Every child—regardless of the color of their skin, the town they live in, or where their parents work—deserves nutritious meals all year long. Even before the COVID-19 pandemic, over half a million people in Oregon, including one in five children, struggled with food insecurity. As kids enjoy their summers and transition back to school, the last thing they should be concerned about is their next meal.
I joined my colleagues in the Senate and passed the bipartisan Keep Kids Fed Act, a bill that allocates important funding and extends flexibility for communities around the country to provide kids healthy meals this summer and to help support schools and daycares in responding to supply chain challenges and high food costs for the upcoming school year. With 90 percent of schools still facing significant challenges as they return to normal operations, these flexibilities give schools and summer meal programs much-needed support to deal with ongoing food service issues and to keep kids fed.
Officially signed into law, the bipartisan Keep Kids Fed Act will:
- Extend flexibilities for summer meals in 2022 by waiving area eligibility, so summer providers can serve all children for free and continue options like meal delivery and grab-and-go.
- Extend administrative and paperwork flexibilities for schools through the 2022-23 school year.
- Allow students with a family income of 185 percent of poverty or below to qualify for free or reduced-cost meals for the 2022-23 school year.
- Increase the reimbursement rate for school lunch and school breakfast to help offset the increased cost of food and operating expenses. Schools will receive an additional 40 cents for each lunch and 15 cents for each breakfast served.
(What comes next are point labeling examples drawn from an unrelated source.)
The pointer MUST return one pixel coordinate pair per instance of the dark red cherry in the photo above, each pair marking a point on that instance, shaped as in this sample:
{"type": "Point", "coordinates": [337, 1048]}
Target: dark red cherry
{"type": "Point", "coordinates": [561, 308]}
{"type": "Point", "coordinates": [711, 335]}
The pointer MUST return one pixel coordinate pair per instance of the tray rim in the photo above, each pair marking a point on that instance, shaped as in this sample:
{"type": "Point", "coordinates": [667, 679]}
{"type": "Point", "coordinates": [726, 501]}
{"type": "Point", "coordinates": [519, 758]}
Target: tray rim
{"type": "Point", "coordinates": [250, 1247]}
- Help some daycares and home care providers offset increased costs by providing additional reimbursement per meal.
Passing the Keep Kids Fed Act is a strong first step in ensuring our kids are kept fed through the school year, but our work is not done. There are still additional steps and action items needed to strengthen child nutrition programs—for example, extending additional waivers and finding a path forward to ensure all families, many whom are struggling with rising food and gas costs, have the option to receive free school meals—keeping all students nourished and ready to learn. Eliminating free school meals puts too many students at risk of going hungry.
There’s no time to waste—this is about the health and wellbeing of our kids. I promise I will continue fighting for Oregonians and supporting legislation that brings us closer to ending hunger in Oregon and beyond.